Residents of S-Sudan’s Bor Flee as Troops Warn of Militia Assault

Hundreds of people have fled South Sudan’s flashpoint town of Bor as the army warned of an imminent attack by the “White Army” militia on Monday, two weeks into ethnic fighting that has ravaged the world’s newest state.
The officials said that more than 1,000 people have been killed since clashes erupted in Juba, on Dec. 15 and spread to oil-producing regions, unsettling oil markets and raising fears of a civil war between the main Dinka and Nuer ethnic groups.
The White Army made up of Nuer youths who dust their bodies in white ash has in the past sided with Riek Machar, the Nuer former vice president of South Sudan who the government accused of starting the fighting.

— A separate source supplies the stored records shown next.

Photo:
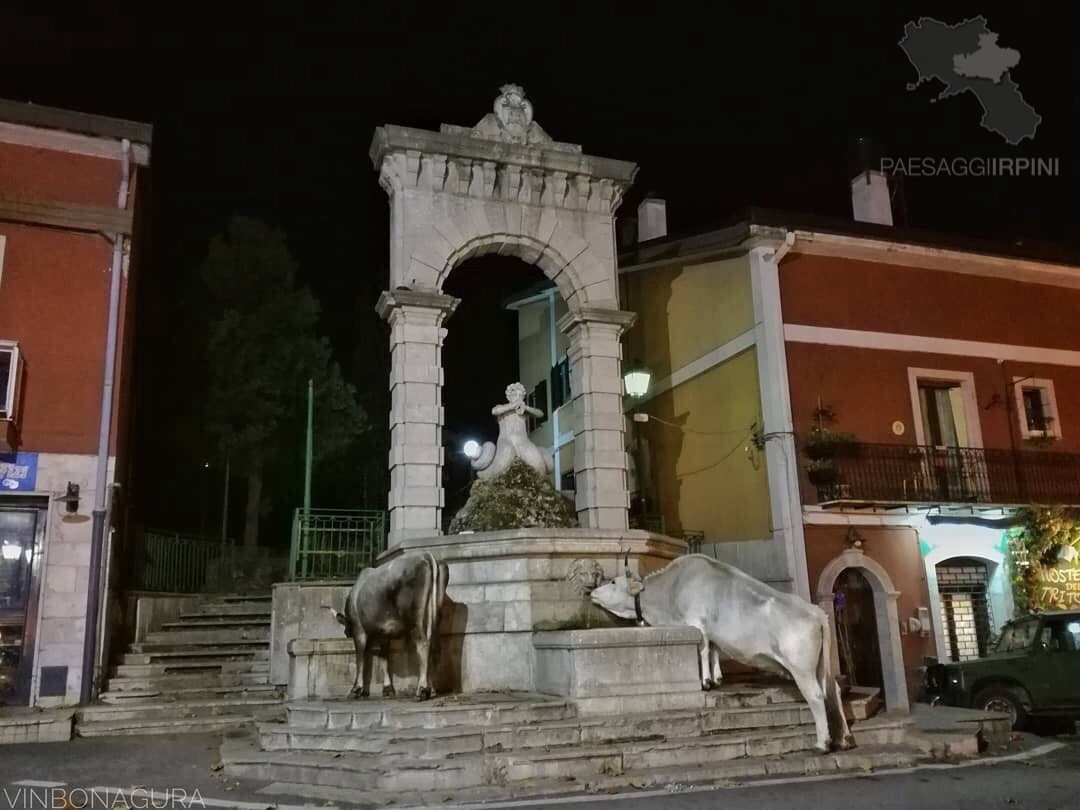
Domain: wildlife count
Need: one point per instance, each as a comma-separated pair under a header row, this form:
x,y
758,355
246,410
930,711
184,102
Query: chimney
x,y
871,201
651,218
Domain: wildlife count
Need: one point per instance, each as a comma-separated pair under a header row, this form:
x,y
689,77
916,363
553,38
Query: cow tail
x,y
824,657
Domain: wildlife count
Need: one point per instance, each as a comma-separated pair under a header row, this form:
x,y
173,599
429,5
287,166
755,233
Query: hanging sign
x,y
1057,586
18,472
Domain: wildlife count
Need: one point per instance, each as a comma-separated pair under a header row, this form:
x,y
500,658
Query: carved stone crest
x,y
512,119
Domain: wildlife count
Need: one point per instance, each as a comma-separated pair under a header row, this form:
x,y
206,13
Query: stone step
x,y
454,740
262,598
580,764
197,679
194,667
133,694
676,779
228,611
238,636
196,653
218,622
175,710
439,713
186,726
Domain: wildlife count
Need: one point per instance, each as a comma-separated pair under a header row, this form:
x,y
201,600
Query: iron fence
x,y
892,473
333,543
171,562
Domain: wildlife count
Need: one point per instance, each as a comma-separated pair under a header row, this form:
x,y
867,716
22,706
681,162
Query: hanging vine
x,y
1047,537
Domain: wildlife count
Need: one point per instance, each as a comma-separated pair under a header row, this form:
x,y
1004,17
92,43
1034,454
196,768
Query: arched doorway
x,y
856,636
501,186
885,617
963,598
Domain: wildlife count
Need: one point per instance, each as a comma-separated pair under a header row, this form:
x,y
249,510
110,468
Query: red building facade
x,y
934,391
69,190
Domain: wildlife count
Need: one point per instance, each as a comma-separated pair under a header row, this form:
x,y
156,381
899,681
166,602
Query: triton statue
x,y
513,441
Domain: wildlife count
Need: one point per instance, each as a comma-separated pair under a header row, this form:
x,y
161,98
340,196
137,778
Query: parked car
x,y
1033,672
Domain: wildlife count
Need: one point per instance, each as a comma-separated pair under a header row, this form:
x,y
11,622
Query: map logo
x,y
964,57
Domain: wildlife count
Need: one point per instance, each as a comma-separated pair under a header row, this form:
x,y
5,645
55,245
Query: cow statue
x,y
743,619
399,599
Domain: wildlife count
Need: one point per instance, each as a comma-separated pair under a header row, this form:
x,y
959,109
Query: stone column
x,y
416,409
599,455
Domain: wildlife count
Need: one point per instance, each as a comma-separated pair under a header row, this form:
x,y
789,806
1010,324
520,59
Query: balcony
x,y
892,474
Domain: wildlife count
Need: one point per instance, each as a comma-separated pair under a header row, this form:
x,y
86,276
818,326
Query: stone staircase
x,y
207,671
480,746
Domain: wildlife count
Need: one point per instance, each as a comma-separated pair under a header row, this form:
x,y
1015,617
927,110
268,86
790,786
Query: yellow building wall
x,y
685,311
703,477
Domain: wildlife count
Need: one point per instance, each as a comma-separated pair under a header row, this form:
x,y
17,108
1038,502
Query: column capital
x,y
618,318
392,299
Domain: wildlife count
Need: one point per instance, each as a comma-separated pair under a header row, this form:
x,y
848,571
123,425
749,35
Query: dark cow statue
x,y
399,599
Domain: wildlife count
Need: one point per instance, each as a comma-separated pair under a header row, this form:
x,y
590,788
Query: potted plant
x,y
823,443
822,472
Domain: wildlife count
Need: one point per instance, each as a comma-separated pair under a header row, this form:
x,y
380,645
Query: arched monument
x,y
502,186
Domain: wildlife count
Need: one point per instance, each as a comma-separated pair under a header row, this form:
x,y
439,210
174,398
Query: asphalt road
x,y
32,775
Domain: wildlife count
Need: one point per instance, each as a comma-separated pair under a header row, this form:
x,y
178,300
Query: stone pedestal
x,y
503,586
618,661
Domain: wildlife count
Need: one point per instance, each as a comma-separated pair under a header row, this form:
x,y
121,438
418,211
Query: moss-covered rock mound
x,y
518,499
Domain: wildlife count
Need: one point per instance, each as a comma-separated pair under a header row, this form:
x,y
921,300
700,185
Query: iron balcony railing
x,y
170,562
892,473
335,543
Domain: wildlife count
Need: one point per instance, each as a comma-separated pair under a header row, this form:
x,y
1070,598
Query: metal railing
x,y
892,473
334,543
171,562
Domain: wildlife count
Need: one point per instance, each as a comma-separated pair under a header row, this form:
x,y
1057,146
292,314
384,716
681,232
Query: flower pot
x,y
823,475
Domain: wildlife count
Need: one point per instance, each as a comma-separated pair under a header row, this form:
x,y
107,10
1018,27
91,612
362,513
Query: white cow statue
x,y
745,620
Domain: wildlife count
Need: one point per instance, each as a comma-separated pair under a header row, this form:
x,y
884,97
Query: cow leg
x,y
422,653
815,699
714,664
363,665
703,652
388,680
834,705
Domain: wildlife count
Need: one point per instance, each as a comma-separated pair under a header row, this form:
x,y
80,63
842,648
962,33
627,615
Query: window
x,y
9,376
1036,408
537,399
561,383
945,409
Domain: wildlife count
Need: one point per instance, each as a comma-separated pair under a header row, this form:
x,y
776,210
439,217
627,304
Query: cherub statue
x,y
513,440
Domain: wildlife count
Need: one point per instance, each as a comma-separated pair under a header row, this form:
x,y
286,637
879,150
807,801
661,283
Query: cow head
x,y
621,595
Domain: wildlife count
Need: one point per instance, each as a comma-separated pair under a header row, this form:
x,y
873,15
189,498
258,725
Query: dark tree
x,y
262,349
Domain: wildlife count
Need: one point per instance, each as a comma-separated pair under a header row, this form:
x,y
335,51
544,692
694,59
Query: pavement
x,y
183,771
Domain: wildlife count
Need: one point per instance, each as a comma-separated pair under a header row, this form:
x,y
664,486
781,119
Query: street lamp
x,y
636,380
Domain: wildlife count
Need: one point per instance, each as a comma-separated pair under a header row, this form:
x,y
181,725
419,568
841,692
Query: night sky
x,y
268,109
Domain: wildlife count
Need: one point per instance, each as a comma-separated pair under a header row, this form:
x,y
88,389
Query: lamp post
x,y
636,380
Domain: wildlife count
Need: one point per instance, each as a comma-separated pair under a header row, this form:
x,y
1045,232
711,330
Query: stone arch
x,y
500,186
556,267
886,613
1000,591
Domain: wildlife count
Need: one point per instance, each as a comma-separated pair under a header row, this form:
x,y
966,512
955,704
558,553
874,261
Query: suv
x,y
1034,671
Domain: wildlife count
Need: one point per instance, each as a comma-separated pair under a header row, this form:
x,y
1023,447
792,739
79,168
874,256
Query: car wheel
x,y
1002,699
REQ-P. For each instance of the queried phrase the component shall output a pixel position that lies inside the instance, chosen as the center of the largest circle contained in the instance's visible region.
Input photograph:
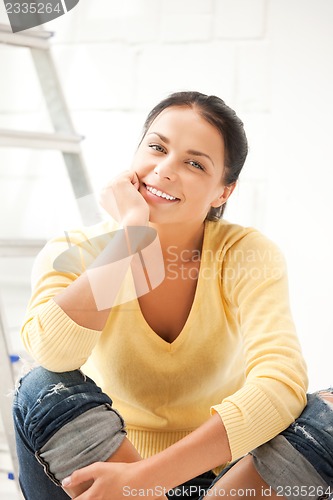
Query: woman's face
(180, 165)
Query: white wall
(269, 59)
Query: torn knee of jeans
(300, 428)
(327, 397)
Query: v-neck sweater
(237, 354)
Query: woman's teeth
(156, 192)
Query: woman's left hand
(111, 480)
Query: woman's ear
(227, 190)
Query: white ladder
(65, 140)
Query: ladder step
(68, 143)
(35, 39)
(20, 248)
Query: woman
(175, 314)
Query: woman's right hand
(122, 200)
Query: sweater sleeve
(49, 335)
(255, 286)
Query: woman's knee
(66, 421)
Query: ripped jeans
(63, 422)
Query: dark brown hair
(225, 120)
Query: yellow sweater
(237, 354)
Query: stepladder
(65, 140)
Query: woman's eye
(157, 147)
(195, 164)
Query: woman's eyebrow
(190, 151)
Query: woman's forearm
(204, 449)
(88, 300)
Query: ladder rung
(68, 143)
(20, 248)
(30, 38)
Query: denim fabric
(312, 435)
(308, 449)
(44, 403)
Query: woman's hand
(122, 200)
(111, 481)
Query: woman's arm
(202, 450)
(72, 296)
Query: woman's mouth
(160, 194)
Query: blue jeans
(48, 403)
(45, 403)
(63, 422)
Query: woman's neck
(180, 236)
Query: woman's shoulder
(234, 239)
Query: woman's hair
(224, 119)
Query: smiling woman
(200, 367)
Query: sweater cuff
(250, 419)
(56, 341)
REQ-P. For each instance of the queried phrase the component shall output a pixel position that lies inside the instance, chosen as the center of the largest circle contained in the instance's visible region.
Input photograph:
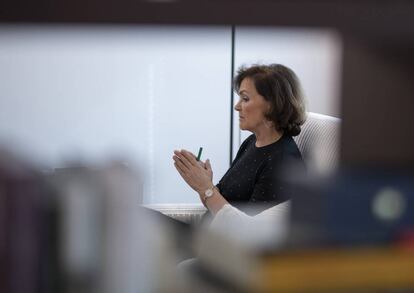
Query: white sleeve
(270, 226)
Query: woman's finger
(190, 157)
(182, 173)
(183, 159)
(180, 163)
(208, 165)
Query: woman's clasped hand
(197, 174)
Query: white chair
(319, 142)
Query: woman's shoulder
(287, 148)
(248, 141)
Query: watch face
(209, 192)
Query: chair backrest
(319, 142)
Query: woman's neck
(267, 136)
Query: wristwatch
(208, 193)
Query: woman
(271, 106)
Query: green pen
(199, 153)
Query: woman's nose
(237, 106)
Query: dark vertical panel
(233, 37)
(377, 103)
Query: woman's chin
(242, 127)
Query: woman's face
(251, 107)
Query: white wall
(131, 92)
(139, 92)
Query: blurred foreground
(82, 229)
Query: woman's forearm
(215, 202)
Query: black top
(255, 180)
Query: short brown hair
(280, 86)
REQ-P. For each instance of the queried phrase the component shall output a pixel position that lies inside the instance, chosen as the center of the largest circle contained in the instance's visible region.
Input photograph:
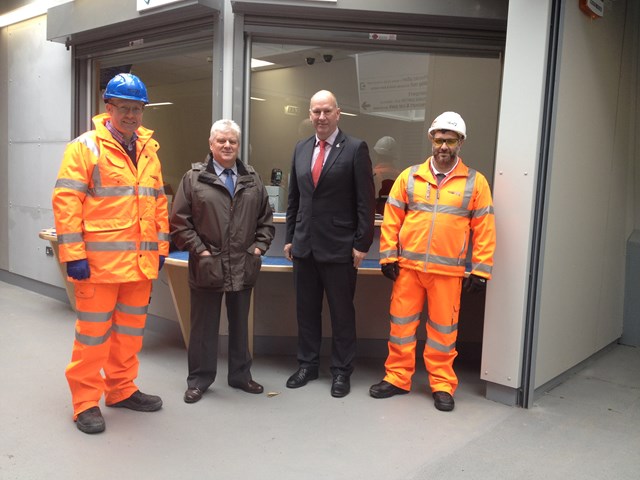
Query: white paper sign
(393, 83)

The Spokesman for the government of South Sudan’s Unity state denied Machar was in control of the White Army fighters, raising the prospect that the violence was spreading beyond the control of widely recognised ethnic leaders.
“The White Army is not very far from Bor so an attack is imminent.
“Civilians have fled the town, crossing the White Nile River and heading for the swamps,’’ Sudan army (SPLA) Spokesman, Philip Aguer, said on phone from Juba.
Report says Nuer militias massacred Dinkas in Bor during an outburst of ethnic fighting in 1991.
The latest fighting has left South Sudan, one of the world’s biggest recipients of aid, facing its most significant crisis since it gained independence from northern neighbour Sudan in 2011.
Western powers and bordering countries have scrambled to stem the unrest, worried the conflict could spill over porous borders and destabilise fragile East Africa.
South Sudan’s neighbours have called on the warring factions to lay down their arms and begin peace talks by Dec. 31.
Ethiopian Foreign Minister Tedros Adhanom and Ugandan President Yoweri Museveni were in Juba on Monday to keep up the pressure.